Para descrevê-lo em poucas linhas, Raiola é o agente que em julho do ano passado foi capa do jornal Corriere dello Sport por "ganhar mais que Messi". É o mesmo agente de Ibrahimovic, Pogba e Balotelli, todos ótimos jogadores que caminham para carreiras (vitoriosas ou não) sem grandes vínculos afetivos com clubes ou torcidas.

Explicar a decisão de Raiola não é missão das mais simples não só porque a oferta financeira do Milan era generosa. Mas também porque, por melhor que Donnarumma seja - e ele é excelente -, trata-se apenas, ainda, de um garoto de 18 anos que teria muito mais facilidade para amadurecer e evoluir jogando no clube que o formou e investiu nele.

E depois disso, se fosse o caso, seja por ver poucas perspectivas no Milan ou por receber propostas tentadoras, ele poderia mudar de ares.

Mas não será assim.

Raiola, que era muito ligado à antiga gestão berlusconiana do Milan, desde antes do início da nova gestão já dizia que os chineses estavam "fazendo uma figura de merda". Suas primeiras conversas com Max Mirabelli, um dos novos dirigentes, já transpareciam antipatia mútua.

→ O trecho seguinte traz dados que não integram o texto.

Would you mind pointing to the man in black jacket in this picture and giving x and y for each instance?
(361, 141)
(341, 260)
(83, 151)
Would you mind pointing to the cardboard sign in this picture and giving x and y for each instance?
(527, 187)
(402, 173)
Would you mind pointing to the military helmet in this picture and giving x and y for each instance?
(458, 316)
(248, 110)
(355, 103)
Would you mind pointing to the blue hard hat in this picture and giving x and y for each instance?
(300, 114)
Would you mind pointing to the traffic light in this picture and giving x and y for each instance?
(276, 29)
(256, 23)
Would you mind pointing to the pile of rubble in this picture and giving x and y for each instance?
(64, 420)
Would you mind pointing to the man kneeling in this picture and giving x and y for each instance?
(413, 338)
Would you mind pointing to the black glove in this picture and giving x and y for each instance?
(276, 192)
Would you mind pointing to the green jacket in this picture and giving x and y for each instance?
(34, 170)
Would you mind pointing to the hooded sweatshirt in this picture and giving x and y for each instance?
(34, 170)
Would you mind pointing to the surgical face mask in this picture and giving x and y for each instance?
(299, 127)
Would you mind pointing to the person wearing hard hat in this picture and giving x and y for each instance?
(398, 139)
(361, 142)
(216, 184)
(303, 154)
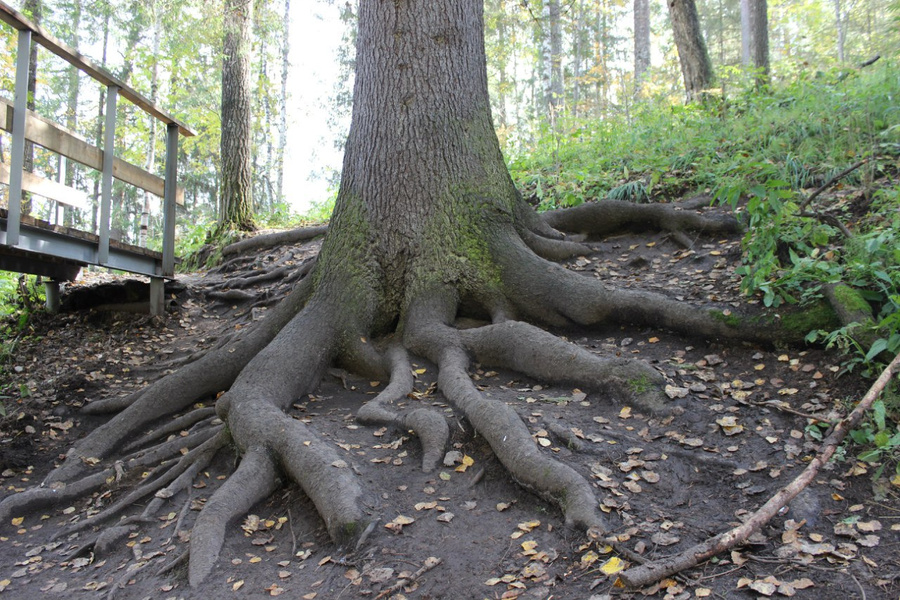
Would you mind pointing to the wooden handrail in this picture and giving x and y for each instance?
(19, 21)
(57, 138)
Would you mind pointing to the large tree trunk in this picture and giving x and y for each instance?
(696, 67)
(236, 209)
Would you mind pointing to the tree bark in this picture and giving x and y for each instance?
(696, 67)
(641, 42)
(841, 24)
(759, 26)
(236, 209)
(551, 51)
(282, 105)
(746, 35)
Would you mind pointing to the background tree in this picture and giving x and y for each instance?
(759, 28)
(428, 225)
(236, 209)
(693, 56)
(641, 41)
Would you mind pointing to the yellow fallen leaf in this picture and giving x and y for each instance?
(613, 565)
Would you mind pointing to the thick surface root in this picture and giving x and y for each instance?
(527, 349)
(254, 480)
(499, 424)
(428, 425)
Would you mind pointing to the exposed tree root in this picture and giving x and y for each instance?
(271, 240)
(609, 216)
(258, 373)
(181, 423)
(254, 480)
(212, 373)
(192, 462)
(499, 424)
(527, 349)
(430, 426)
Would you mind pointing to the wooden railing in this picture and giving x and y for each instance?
(24, 238)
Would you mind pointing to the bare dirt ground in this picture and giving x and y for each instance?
(742, 428)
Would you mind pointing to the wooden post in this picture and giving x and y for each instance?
(157, 296)
(51, 290)
(18, 143)
(109, 147)
(169, 199)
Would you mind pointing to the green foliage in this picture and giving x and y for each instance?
(879, 435)
(763, 153)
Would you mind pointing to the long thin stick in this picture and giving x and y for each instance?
(651, 572)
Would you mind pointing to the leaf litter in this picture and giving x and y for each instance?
(663, 481)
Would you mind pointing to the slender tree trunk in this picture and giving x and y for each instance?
(759, 25)
(746, 35)
(551, 50)
(282, 107)
(237, 182)
(696, 67)
(641, 42)
(840, 22)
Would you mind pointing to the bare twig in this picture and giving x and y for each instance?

Mino não gostou, e é Gigi Donnaruma quem se vai.

E junto com Donnarumma se vai, de forma tão precoce como foi sua estreia, a esperança de estar nascendo uma história tão linda como as de Javier Zanetti, Paolo Maldini, Alessandro Del Piero e Francesco Totti. Histórias de amor e fidelidade entre clubes e ídolos que emocionaram a Itália e a Europa nos últimos anos.

É preciso, porém, ser realista.

Del Pieros e Tottis são casos do passado. Ninguém representa tão bem o futebol atual como Mino Raiola.